No mesmo sentido, a professora da Faculdade
de Arquitetura e Urbanismo da Universidade de São Paulo (FAU/USP) Maria
Lucia Refinetti afirma que a compra de terrenos para construção de moradia pode
sair mais caro para as políticas habitacionais. “Não adianta a União se
desfazer de um imóvel público para fazer dinheiro e depois adquirir [outro
imóvel] para fazer política de habitação se precisar fazer desapropriação e
acabar pagando mais por isso”, pondera. Na avaliação de Klintowitz, outro
problema do Minha Casa Minha Vida foi a construção de moradia em áreas mal
localizadas. “Se esse programa tivesse acontecido de verdade, a gente poderia
ter produzido unidades habitacionais mais bem localizadas”, analisa.
Em
Brasília, condomínio fechado disputa terra pública
Segundo os registros da SPU, a cidade brasileira que mais possui
imóveis da União vagos para uso é Brasília. Lá, a secretaria
aponta 173 terrenos ociosos, a maioria deles, 96, na região administrativa de
Santa Maria, antiga área de assentamento de famílias de baixa renda no sul do
Distrito Federal.
Nessa região está o Residencial Santos Dumont, loteamento privado de
casas envolvido em uma disputa com a Agência de Fiscalização do Governo do
Distrito Federal (Agefis). Construído inicialmente como moradia para militares
da aeronáutica, o condomínio passou a ser residência de civis – cerca de 14 mil
pessoas vivem no local.
Em 2015, o residencial foi notificado pela Agefis por ter cercado
irregularmente o seu entorno, isolando terrenos e serviços públicos, como uma
escola e um posto policial. A Agefis ordenou a derrubada de 2 quilômetros do
cercamento, mas, contestada pelos moradores, a decisão não foi levada adiante.

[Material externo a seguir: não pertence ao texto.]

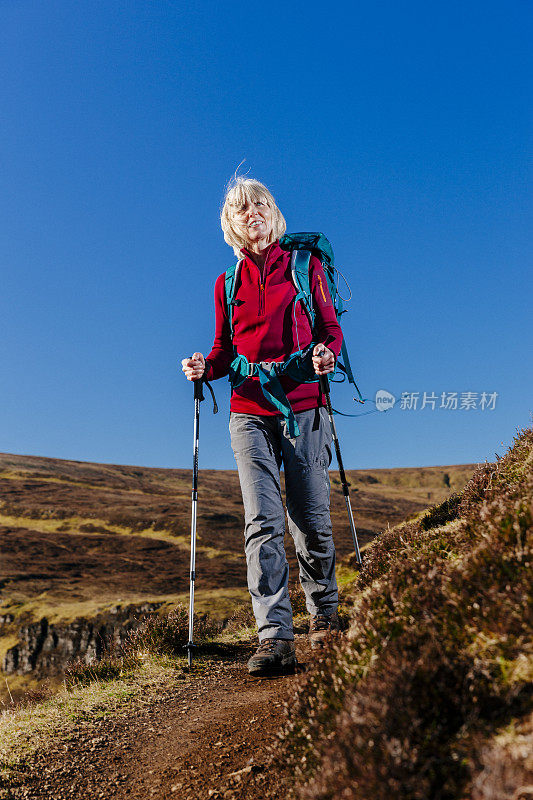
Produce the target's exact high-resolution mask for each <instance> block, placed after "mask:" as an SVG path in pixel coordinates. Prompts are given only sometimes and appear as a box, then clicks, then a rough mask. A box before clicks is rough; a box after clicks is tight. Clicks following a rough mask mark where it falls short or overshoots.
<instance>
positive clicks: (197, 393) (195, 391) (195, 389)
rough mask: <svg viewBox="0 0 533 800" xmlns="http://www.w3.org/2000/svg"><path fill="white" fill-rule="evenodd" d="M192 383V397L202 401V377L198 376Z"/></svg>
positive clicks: (202, 388) (203, 398)
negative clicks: (193, 393)
mask: <svg viewBox="0 0 533 800" xmlns="http://www.w3.org/2000/svg"><path fill="white" fill-rule="evenodd" d="M193 384H194V399H195V400H200V401H202V400H203V399H204V392H203V388H202V384H203V379H202V378H199V379H198V380H196V381H193Z"/></svg>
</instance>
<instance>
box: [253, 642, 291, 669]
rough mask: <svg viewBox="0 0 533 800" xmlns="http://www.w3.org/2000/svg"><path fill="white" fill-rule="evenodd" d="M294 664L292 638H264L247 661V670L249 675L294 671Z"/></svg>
mask: <svg viewBox="0 0 533 800" xmlns="http://www.w3.org/2000/svg"><path fill="white" fill-rule="evenodd" d="M296 664H297V661H296V654H295V652H294V642H293V641H292V640H290V639H265V640H264V641H263V642H261V644H260V645H259V647H258V648H257V650H256V651H255V653H254V654H253V656H252V657H251V659H250V660H249V661H248V672H249V673H250V675H277V674H279V673H280V672H294V670H295V668H296Z"/></svg>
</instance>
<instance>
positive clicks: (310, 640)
mask: <svg viewBox="0 0 533 800" xmlns="http://www.w3.org/2000/svg"><path fill="white" fill-rule="evenodd" d="M339 631H340V626H339V616H338V614H337V612H336V611H334V612H333V614H331V615H330V616H326V614H317V615H316V616H315V617H311V622H310V624H309V639H310V641H311V647H313V648H316V647H324V645H325V644H326V642H327V641H328V639H329V638H330V637H331V635H332V634H335V633H338V632H339Z"/></svg>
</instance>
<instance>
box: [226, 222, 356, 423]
mask: <svg viewBox="0 0 533 800" xmlns="http://www.w3.org/2000/svg"><path fill="white" fill-rule="evenodd" d="M279 244H280V247H281V248H282V249H283V250H288V251H289V252H290V253H291V274H292V280H293V283H294V286H295V289H296V297H295V298H294V307H293V318H294V320H295V323H296V317H295V314H294V309H295V308H296V304H297V303H298V302H301V303H302V304H303V306H304V309H305V311H306V313H307V315H308V317H309V322H310V325H311V330H312V331H314V328H315V311H314V307H313V297H312V294H311V286H310V280H309V262H310V260H311V255H314V256H316V257H317V258H319V259H320V262H321V264H322V268H323V270H324V274H325V276H326V281H327V284H328V289H329V293H330V295H331V299H332V301H333V305H334V308H335V313H336V316H337V319H339V317H340V316H341V315H342V314H343V313H344V312H345V308H344V303H343V298H342V297H341V296H340V294H339V292H338V288H337V275H338V274H339V271H338V270H337V269H336V268H335V266H334V258H333V248H332V247H331V244H330V243H329V241H328V239H327V238H326V237H325V236H324V234H323V233H293V234H286V235H285V236H282V237H281V238H280V240H279ZM241 264H242V261H238V262H237V263H236V264H233V265H232V266H231V267H229V269H227V270H226V275H225V295H226V307H227V309H228V320H229V326H230V331H231V337H232V339H233V309H234V307H235V297H236V294H237V288H238V283H239V270H240V267H241ZM296 337H297V340H298V328H297V326H296ZM316 344H317V341H316V340H315V338H314V336H313V341H312V342H311V344H310V345H308V346H307V347H306V348H305V349H298V351H297V352H295V353H292V354H291V355H290V356H289V358H288V359H287V360H286V361H281V362H280V361H271V362H261V363H259V364H251V363H250V362H249V361H248V359H247V358H246V357H245V356H242V355H239V354H238V353H237V352H236V350H235V353H234V355H235V358H234V360H233V361H232V363H231V365H230V370H229V380H230V383H231V385H232V387H236V386H240V385H241V384H242V383H244V381H245V380H246V379H247V378H250V377H258V378H259V380H260V383H261V388H262V390H263V394H264V395H265V397H266V398H267V400H268V401H269V402H270V403H272V405H274V406H275V407H276V408H277V409H278V410H279V411H280V412H281V414H282V416H283V417H284V418H285V420H286V421H287V425H288V428H289V435H290V436H298V435H299V429H298V423H297V422H296V419H295V417H294V413H293V411H292V408H291V406H290V403H289V401H288V400H287V396H286V395H285V392H284V391H283V388H282V386H281V383H280V380H279V378H280V376H282V375H287V376H288V377H290V378H292V379H293V380H295V381H297V382H299V383H313V382H315V381H318V376H317V375H316V374H315V372H314V370H313V365H312V360H311V359H312V353H313V348H314V347H315V345H316ZM325 344H327V343H325ZM340 359H342V362H341V360H340ZM340 359H337V363H336V367H338V368H339V369H340V370H341V371H342V372H343V373H344V375H345V376H346V378H347V379H348V381H349V382H350V383H352V384H353V385H354V387H355V389H356V390H357V392H358V394H359V397H361V393H360V392H359V389H358V388H357V384H356V383H355V380H354V376H353V372H352V368H351V365H350V359H349V357H348V351H347V349H346V343H345V341H344V338H343V342H342V348H341V355H340ZM333 375H334V373H333V372H332V373H330V375H328V377H329V379H330V380H331V378H332V376H333ZM343 380H344V378H343Z"/></svg>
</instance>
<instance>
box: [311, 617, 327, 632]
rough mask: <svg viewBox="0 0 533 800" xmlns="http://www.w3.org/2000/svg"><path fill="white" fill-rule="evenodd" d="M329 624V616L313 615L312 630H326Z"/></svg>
mask: <svg viewBox="0 0 533 800" xmlns="http://www.w3.org/2000/svg"><path fill="white" fill-rule="evenodd" d="M330 624H331V619H330V618H329V617H313V622H312V628H313V630H314V631H328V630H329V626H330Z"/></svg>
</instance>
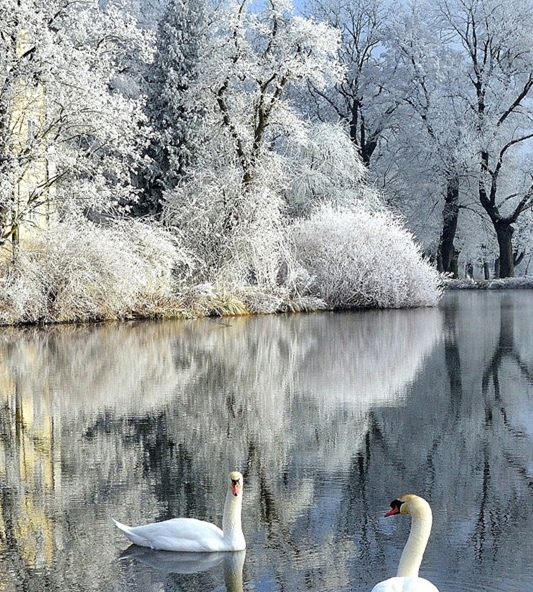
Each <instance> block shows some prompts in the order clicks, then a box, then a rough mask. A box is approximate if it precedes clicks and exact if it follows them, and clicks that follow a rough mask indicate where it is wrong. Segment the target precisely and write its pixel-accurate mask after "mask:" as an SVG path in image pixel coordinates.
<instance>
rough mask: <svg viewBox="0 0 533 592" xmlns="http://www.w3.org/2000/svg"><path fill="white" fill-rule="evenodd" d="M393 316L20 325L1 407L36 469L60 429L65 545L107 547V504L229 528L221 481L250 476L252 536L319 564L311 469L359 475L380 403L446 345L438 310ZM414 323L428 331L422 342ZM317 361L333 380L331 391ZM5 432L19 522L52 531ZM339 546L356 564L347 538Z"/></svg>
mask: <svg viewBox="0 0 533 592" xmlns="http://www.w3.org/2000/svg"><path fill="white" fill-rule="evenodd" d="M391 313H392V314H387V313H384V314H380V313H364V314H358V313H354V314H348V315H334V314H328V315H324V316H320V315H318V316H315V315H313V316H309V317H308V316H289V317H256V318H242V319H232V320H231V322H228V321H200V322H191V323H184V322H178V323H161V324H139V325H135V324H132V325H119V326H102V327H94V326H93V327H87V328H77V329H75V328H57V329H50V330H48V331H46V332H41V333H37V332H33V331H28V332H25V331H15V330H13V331H12V332H6V333H5V341H4V342H3V346H2V349H3V352H2V353H3V354H4V355H2V360H3V369H2V374H3V376H7V377H9V379H10V381H11V386H10V388H9V391H8V392H9V393H13V394H10V395H8V396H7V397H6V398H5V405H6V410H8V412H9V413H10V414H11V416H12V418H13V423H14V424H15V423H16V422H15V419H14V418H15V417H20V425H21V438H22V440H20V439H19V440H18V444H20V442H21V441H24V442H26V444H25V445H26V446H30V447H31V448H32V453H33V458H34V460H36V461H37V462H42V459H43V455H42V451H40V450H37V447H36V445H35V442H36V440H37V434H38V433H41V434H43V433H44V430H45V428H46V429H53V437H52V436H50V437H49V438H47V439H45V441H46V444H47V446H48V447H49V449H50V454H49V455H48V456H47V457H46V462H47V463H48V464H49V466H50V467H51V469H52V471H53V474H54V478H53V480H52V482H53V484H52V485H51V486H50V490H49V492H48V493H49V495H51V496H52V499H53V505H54V507H55V508H56V510H55V511H56V512H59V513H60V514H61V515H62V516H64V519H65V520H67V521H70V520H72V519H73V517H74V516H75V517H76V519H75V521H74V524H73V525H71V526H69V527H68V529H69V537H71V536H75V538H76V539H77V537H78V536H79V537H80V539H84V540H86V541H87V544H88V545H90V544H91V543H90V540H91V536H90V534H91V533H89V536H88V533H84V534H83V529H86V528H89V530H90V531H91V532H92V534H93V536H97V534H96V530H95V528H96V527H95V526H94V525H92V526H89V527H88V525H87V522H88V521H89V522H91V523H97V522H98V513H99V512H98V509H97V506H95V505H94V500H95V497H96V496H97V497H98V499H99V502H100V503H101V504H104V505H105V507H106V515H107V514H114V515H117V516H119V517H122V518H123V519H125V520H129V521H131V522H142V521H145V520H146V519H157V518H165V517H168V516H170V515H177V514H181V515H184V514H187V515H198V516H201V517H204V518H206V519H209V520H213V521H215V522H218V521H219V520H220V515H221V504H222V501H221V500H222V499H223V486H224V482H223V481H224V480H223V479H222V478H221V475H224V474H225V473H226V472H227V470H228V468H233V467H239V468H242V470H243V471H244V472H245V473H246V481H247V483H246V498H245V500H246V501H245V507H246V508H245V519H244V520H245V524H246V525H247V526H248V532H249V533H250V535H249V536H250V537H251V539H252V541H253V540H254V537H257V536H260V535H259V532H258V530H257V528H254V527H253V525H254V524H255V525H257V524H260V523H263V524H264V523H266V524H267V537H268V544H267V548H269V549H271V550H272V553H273V554H275V553H277V552H279V550H280V548H285V547H287V546H288V549H292V552H293V553H294V554H295V555H294V556H295V559H296V558H297V557H300V560H301V556H302V554H306V553H310V554H309V555H306V556H307V558H308V559H309V560H310V561H311V562H320V561H322V560H321V559H320V554H321V551H320V549H315V550H313V551H309V552H305V553H304V547H303V546H302V541H301V540H299V536H297V534H296V533H298V532H301V520H302V515H303V512H304V511H305V509H306V508H308V507H309V506H310V505H311V506H312V505H313V504H314V503H315V501H316V496H317V484H316V482H315V479H314V478H313V477H312V475H311V474H310V473H309V471H310V468H309V467H312V466H313V464H314V463H313V461H312V458H313V457H314V458H320V459H322V461H320V462H321V463H323V464H324V466H327V465H328V464H330V466H329V467H328V468H327V469H325V479H326V480H327V473H328V471H330V470H331V468H332V467H334V466H335V467H338V468H339V469H340V470H342V469H343V466H344V465H346V464H349V463H350V458H351V456H352V454H353V450H354V443H355V447H357V442H360V441H361V438H362V434H364V432H365V431H366V430H367V422H368V419H367V418H368V413H369V409H370V407H371V405H372V404H373V401H374V402H375V401H379V400H382V399H383V398H384V399H385V400H386V401H388V402H391V403H392V402H393V401H394V399H395V397H397V396H398V393H399V392H401V390H402V388H403V386H404V384H405V383H406V382H407V381H409V380H412V378H413V376H414V374H415V373H416V371H417V368H418V367H419V364H420V361H421V359H422V358H423V356H424V355H425V353H426V352H427V351H428V349H429V348H431V347H432V345H433V343H434V341H435V339H436V337H437V335H438V330H439V318H440V315H439V312H438V311H437V310H435V309H422V310H420V311H391ZM417 315H418V318H419V320H420V322H421V325H420V330H419V331H412V329H411V328H410V327H411V325H412V323H413V322H416V317H417ZM343 319H344V320H343ZM372 327H374V332H375V335H376V336H377V337H372ZM372 343H373V345H372ZM398 351H402V352H403V355H404V356H405V359H403V360H402V359H401V356H398V354H397V352H398ZM320 366H322V367H323V368H327V369H328V370H329V371H331V372H332V376H335V380H334V381H330V387H331V388H330V391H331V392H330V393H328V389H327V385H326V384H320V376H321V375H320V371H319V368H320ZM24 368H27V369H28V371H26V372H24V371H21V369H24ZM387 369H388V371H387ZM343 375H344V376H345V381H346V379H347V381H348V382H347V383H346V384H343V381H342V378H341V377H342V376H343ZM351 382H353V388H352V387H351V386H350V383H351ZM15 393H18V396H17V395H15ZM30 410H31V411H30ZM5 433H6V438H7V441H10V442H11V445H10V446H4V447H3V453H4V457H5V459H6V464H8V465H10V466H11V467H12V468H13V472H12V477H13V481H18V482H19V483H20V487H21V488H22V489H19V493H18V494H17V495H16V496H15V499H14V500H13V504H12V508H13V516H14V518H13V520H12V522H17V520H18V519H19V518H18V517H19V516H20V515H21V514H20V513H21V512H22V508H23V507H24V505H25V504H26V502H27V499H28V496H30V497H31V496H33V497H34V498H35V499H34V500H33V503H34V504H35V505H38V506H40V512H41V514H42V515H43V517H44V518H45V519H46V520H47V521H48V524H49V525H50V527H52V524H53V522H52V518H51V515H50V512H49V510H47V508H46V503H45V499H44V498H43V496H44V495H45V494H44V493H43V492H42V491H40V490H38V488H37V489H35V487H30V488H28V490H27V492H26V493H23V491H22V490H23V489H24V488H25V483H24V479H25V473H17V470H16V467H17V466H20V463H21V462H22V463H24V462H28V459H27V458H25V459H24V460H22V456H21V453H20V450H19V449H18V448H17V440H16V438H12V439H11V440H10V435H9V431H8V429H7V426H6V430H5ZM354 434H361V436H360V435H355V436H354ZM34 469H35V464H34V465H32V466H28V470H30V471H31V470H34ZM41 472H42V471H41ZM318 489H319V488H318ZM80 500H83V505H84V507H83V510H80V507H79V505H78V504H79V503H80ZM85 504H86V506H85ZM113 507H116V509H115V510H112V508H113ZM5 512H6V510H5V508H4V516H5V515H6V513H5ZM316 519H317V520H318V516H317V518H316ZM101 520H102V518H101V517H100V521H101ZM60 522H62V520H60ZM54 528H56V529H57V528H59V529H60V530H61V529H65V528H67V526H66V524H64V523H63V525H62V526H58V525H54ZM99 528H102V526H101V524H100V527H99ZM91 529H92V530H91ZM17 536H18V534H17V533H15V534H14V537H15V538H16V537H17ZM110 536H111V535H110ZM313 536H314V535H313V531H311V532H310V533H309V535H308V542H309V544H310V545H311V544H312V543H311V538H312V537H313ZM111 538H112V536H111ZM343 545H344V546H345V553H346V555H348V554H349V552H350V549H351V544H350V542H349V539H348V538H347V539H346V540H345V542H344V543H343ZM81 546H82V547H83V546H84V545H81ZM106 549H107V551H108V552H109V551H110V549H109V547H106V546H104V549H103V550H102V552H105V550H106ZM56 551H57V549H56ZM52 554H53V553H52ZM29 563H30V565H31V564H32V562H31V561H30V562H29ZM345 577H347V576H345Z"/></svg>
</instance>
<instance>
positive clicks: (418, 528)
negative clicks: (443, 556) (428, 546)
mask: <svg viewBox="0 0 533 592" xmlns="http://www.w3.org/2000/svg"><path fill="white" fill-rule="evenodd" d="M409 513H410V514H411V532H410V533H409V538H408V539H407V543H406V544H405V547H404V549H403V552H402V556H401V558H400V564H399V565H398V576H400V577H408V576H413V577H418V570H419V569H420V564H421V563H422V557H423V556H424V551H425V550H426V545H427V542H428V539H429V535H430V533H431V524H432V522H433V517H432V514H431V508H430V507H429V504H428V503H427V502H426V501H425V500H424V499H422V498H418V499H417V500H416V503H412V502H411V503H410V506H409Z"/></svg>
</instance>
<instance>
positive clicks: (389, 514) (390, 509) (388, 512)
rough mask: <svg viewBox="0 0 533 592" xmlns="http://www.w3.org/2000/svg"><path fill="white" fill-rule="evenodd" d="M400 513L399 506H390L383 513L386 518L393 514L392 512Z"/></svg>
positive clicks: (395, 512) (393, 514) (398, 513)
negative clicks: (383, 512) (385, 511)
mask: <svg viewBox="0 0 533 592" xmlns="http://www.w3.org/2000/svg"><path fill="white" fill-rule="evenodd" d="M399 513H400V508H399V507H395V508H391V509H390V510H389V511H388V512H387V513H386V514H385V518H387V517H388V516H394V514H399Z"/></svg>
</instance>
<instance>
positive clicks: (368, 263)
mask: <svg viewBox="0 0 533 592" xmlns="http://www.w3.org/2000/svg"><path fill="white" fill-rule="evenodd" d="M293 239H294V246H295V255H296V258H297V259H298V260H299V262H300V263H301V264H302V265H303V266H304V267H305V268H306V269H307V270H308V272H309V273H310V274H311V275H312V276H314V282H313V286H312V289H313V290H314V291H316V295H317V296H319V297H320V298H323V299H324V300H325V301H326V302H327V303H328V304H329V305H330V306H331V307H333V308H352V307H378V308H402V307H417V306H434V305H436V304H437V303H438V301H439V298H440V296H441V278H440V275H439V274H438V272H437V271H436V270H435V269H434V268H433V267H432V266H431V265H430V264H429V263H428V262H427V261H425V260H424V259H423V258H422V255H421V253H420V250H419V248H418V247H417V245H416V244H415V243H414V241H413V237H412V235H411V234H410V233H409V232H408V231H407V230H405V228H403V226H402V225H401V223H400V222H399V220H398V219H397V218H396V217H395V216H394V215H393V214H391V213H390V212H386V211H380V212H370V211H368V210H365V209H364V208H363V207H360V206H355V207H353V208H348V207H340V206H334V205H332V204H324V205H322V206H321V207H320V208H318V209H317V210H316V211H315V212H314V213H313V214H312V215H311V216H310V217H309V218H308V219H306V220H303V221H301V222H298V223H297V224H295V226H294V228H293Z"/></svg>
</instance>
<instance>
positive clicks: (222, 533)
mask: <svg viewBox="0 0 533 592" xmlns="http://www.w3.org/2000/svg"><path fill="white" fill-rule="evenodd" d="M242 488H243V479H242V475H241V474H240V473H238V472H237V471H235V472H233V473H230V474H229V485H228V493H227V494H226V502H225V504H224V515H223V517H222V530H220V528H219V527H218V526H215V525H214V524H211V523H210V522H205V521H203V520H196V518H172V519H171V520H165V521H163V522H155V523H153V524H146V525H144V526H134V527H131V526H126V525H124V524H121V523H120V522H117V521H116V520H115V519H114V518H113V522H114V523H115V524H116V525H117V527H118V528H120V530H121V531H122V532H123V533H124V534H125V535H126V537H127V538H128V539H129V540H130V541H131V542H132V543H134V544H135V545H139V546H140V547H149V548H150V549H158V550H160V551H185V552H189V553H190V552H194V553H200V552H204V553H212V552H214V551H242V550H244V549H245V548H246V542H245V540H244V535H243V533H242V526H241V508H242Z"/></svg>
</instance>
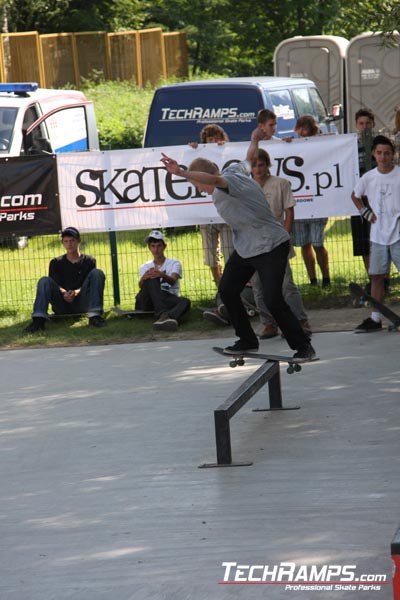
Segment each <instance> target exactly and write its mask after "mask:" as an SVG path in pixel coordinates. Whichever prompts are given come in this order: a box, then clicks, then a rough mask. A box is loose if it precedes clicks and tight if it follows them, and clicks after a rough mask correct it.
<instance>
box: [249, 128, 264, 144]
mask: <svg viewBox="0 0 400 600" xmlns="http://www.w3.org/2000/svg"><path fill="white" fill-rule="evenodd" d="M264 138H265V133H264V131H263V129H261V127H257V128H256V129H254V131H253V133H252V134H251V141H252V142H261V140H263V139H264Z"/></svg>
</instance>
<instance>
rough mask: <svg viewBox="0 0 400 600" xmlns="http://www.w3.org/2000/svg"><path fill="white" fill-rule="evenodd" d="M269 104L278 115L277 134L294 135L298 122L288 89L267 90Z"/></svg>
mask: <svg viewBox="0 0 400 600" xmlns="http://www.w3.org/2000/svg"><path fill="white" fill-rule="evenodd" d="M265 95H266V97H267V98H266V99H267V104H268V105H270V106H271V107H272V110H273V112H274V113H275V114H276V116H277V125H278V126H277V128H276V134H275V135H276V136H278V137H285V136H286V135H293V131H294V126H295V124H296V111H295V107H294V106H293V101H292V97H291V95H290V93H289V91H288V90H273V91H266V92H265Z"/></svg>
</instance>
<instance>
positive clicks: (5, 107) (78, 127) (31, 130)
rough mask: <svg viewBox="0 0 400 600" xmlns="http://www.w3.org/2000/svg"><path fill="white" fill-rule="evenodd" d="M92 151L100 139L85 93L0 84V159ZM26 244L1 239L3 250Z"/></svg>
mask: <svg viewBox="0 0 400 600" xmlns="http://www.w3.org/2000/svg"><path fill="white" fill-rule="evenodd" d="M89 150H99V136H98V131H97V124H96V117H95V113H94V108H93V103H92V102H90V101H88V100H87V99H86V97H85V95H84V94H83V93H82V92H79V91H76V90H52V89H44V88H39V87H38V84H37V83H2V84H0V159H1V158H7V157H9V156H29V155H33V154H36V155H37V154H57V153H60V152H77V151H89ZM26 243H27V238H21V237H20V238H10V239H9V238H0V245H3V246H4V245H7V246H12V247H18V248H24V247H25V246H26Z"/></svg>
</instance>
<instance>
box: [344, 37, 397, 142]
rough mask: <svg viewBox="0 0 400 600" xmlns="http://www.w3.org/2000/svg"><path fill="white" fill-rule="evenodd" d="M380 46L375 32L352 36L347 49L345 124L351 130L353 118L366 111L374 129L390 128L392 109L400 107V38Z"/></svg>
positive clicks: (381, 41)
mask: <svg viewBox="0 0 400 600" xmlns="http://www.w3.org/2000/svg"><path fill="white" fill-rule="evenodd" d="M396 38H397V43H395V44H394V45H393V46H391V47H388V46H384V45H383V41H382V37H381V36H380V35H379V34H378V33H370V32H369V33H363V34H361V35H358V36H356V37H354V38H353V39H352V40H351V41H350V43H349V45H348V47H347V59H346V62H347V122H348V123H349V131H354V115H355V113H356V112H357V110H358V109H360V108H368V109H370V110H371V111H372V112H373V113H374V115H375V126H376V127H375V128H376V131H378V130H379V129H384V130H386V129H387V128H389V129H391V128H392V127H393V117H394V110H395V108H396V106H398V105H399V104H400V45H399V42H400V37H399V34H398V33H396Z"/></svg>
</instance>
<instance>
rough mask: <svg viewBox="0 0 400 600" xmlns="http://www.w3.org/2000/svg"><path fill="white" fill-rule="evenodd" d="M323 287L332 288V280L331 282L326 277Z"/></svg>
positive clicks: (324, 278) (322, 282)
mask: <svg viewBox="0 0 400 600" xmlns="http://www.w3.org/2000/svg"><path fill="white" fill-rule="evenodd" d="M322 287H323V288H327V287H331V280H330V277H324V278H323V279H322Z"/></svg>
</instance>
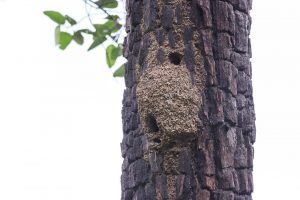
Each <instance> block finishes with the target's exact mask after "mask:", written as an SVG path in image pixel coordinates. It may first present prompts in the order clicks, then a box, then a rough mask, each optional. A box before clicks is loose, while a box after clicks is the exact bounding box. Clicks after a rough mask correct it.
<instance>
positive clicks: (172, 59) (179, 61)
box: [169, 52, 182, 65]
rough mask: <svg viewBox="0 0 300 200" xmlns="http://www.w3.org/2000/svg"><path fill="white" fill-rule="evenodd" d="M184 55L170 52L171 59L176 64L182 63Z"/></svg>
mask: <svg viewBox="0 0 300 200" xmlns="http://www.w3.org/2000/svg"><path fill="white" fill-rule="evenodd" d="M181 59H182V55H181V54H180V53H177V52H174V53H170V54H169V60H170V62H171V63H173V64H174V65H180V62H181Z"/></svg>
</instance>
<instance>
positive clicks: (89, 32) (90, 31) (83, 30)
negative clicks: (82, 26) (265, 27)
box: [77, 29, 94, 35]
mask: <svg viewBox="0 0 300 200" xmlns="http://www.w3.org/2000/svg"><path fill="white" fill-rule="evenodd" d="M77 32H81V33H86V34H91V35H93V34H94V32H93V31H91V30H89V29H80V30H78V31H77Z"/></svg>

Segundo a Agefis, o residencial “não é um local de prioridade de fiscalização
neste momento”. Já a administração do condomínio afirma que a cerca sempre
existiu e negou ocupar terreno público.
Além dos imóveis ociosos em Santa Maria, Brasília possui terrenos
vagos em áreas nobres do Plano Piloto, como nas asas Norte e Sul. A Asa Norte é
a campeã, com 38 terrenos vagos para uso; já na Asa Sul são seis. Fora os
terrenos, as duas asas juntas possuem 49 apartamentos vagos. Há, ainda, dois
andares em edifícios, três salas e duas residências vagas.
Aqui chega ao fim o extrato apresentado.